Nvidia, actuellement valorisée à environ $4.3 trillions en capitalisation boursière, se trouve au cœur du trade mondial de l’IA et demeure l’entreprise cotée la plus valorisée au monde avec une marge de plus de $400 milliards sur Apple, d’après des données de marché récentes. Le coupon de 7 % $ de la note chiffre effectivement la probabilité que Nvidia puisse conserver cette première place pendant encore un an, une question activement négociée sur des plateformes de prédiction on-chain alors que les investisseurs débattent de la durée sur laquelle le cycle de l’IA peut s’étendre. Ces plateformes ont connu une croissance rapide : Polymarket, à elle seule, a vu environ $12 milliards de volume de négociation en janvier 2026, générant plus de $11 millions de frais on-chain alors que les utilisateurs spéculaient sur la politique, les matières premières et les prix des crypto. Intercontinental Exchange, maison mère de la New York Stock Exchange, a engagé $2 milliards dans le secteur, dont un nouvel investissement de $600 millions dans Polymarket, soulignant à quel point les contrats événementiels s’infiltrent dans l’infrastructure des marchés grand public. Dans un récent article de crypto.news sur l’intégration de Polymarket à Solana via Jupiter, les marchés de prédiction étaient décrits comme « s’étendant rapidement en direction de 2026 », un contexte qui aide à expliquer pourquoi Marex enveloppe désormais de tels résultats dans des produits de crédit réglementés.

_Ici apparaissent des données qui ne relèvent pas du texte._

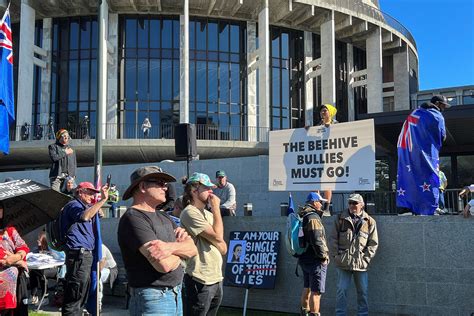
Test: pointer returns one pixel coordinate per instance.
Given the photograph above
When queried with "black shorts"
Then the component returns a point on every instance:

L’accord de Marex intervient aussi alors que des marchés de prédiction natifs de la crypto approfondissent leurs liens avec les actifs traditionnels : Polymarket a lancé des contrats sur actions et sur matières premières alimentés par les flux de prix de Pyth Network et des bourses centralisées comme Deepcoin, intégrant des « contrats d’événement » liés à des issues macro et crypto. Un autre article de crypto.news a mis en avant la manière dont Vitalik Buterin a déployé environ $440,000 sur Polymarket, enregistrant environ $70,000 de profit en atténuant des paris de « mode fou » sur les risques extrêmes (tail-risk), illustrant que des traders sophistiqués traitent déjà ces marchés comme des instruments de type rendement plutôt que comme un simple jeu. Dans ce contexte, l’obligation de Marex peut se lire moins comme une curiosité isolée que comme un pont explicite entre la spéculation d’événements on-chain et le crédit structuré off-chain, qui chiffre le risque de prédiction en coupons libellés en $ plutôt qu’en tokens.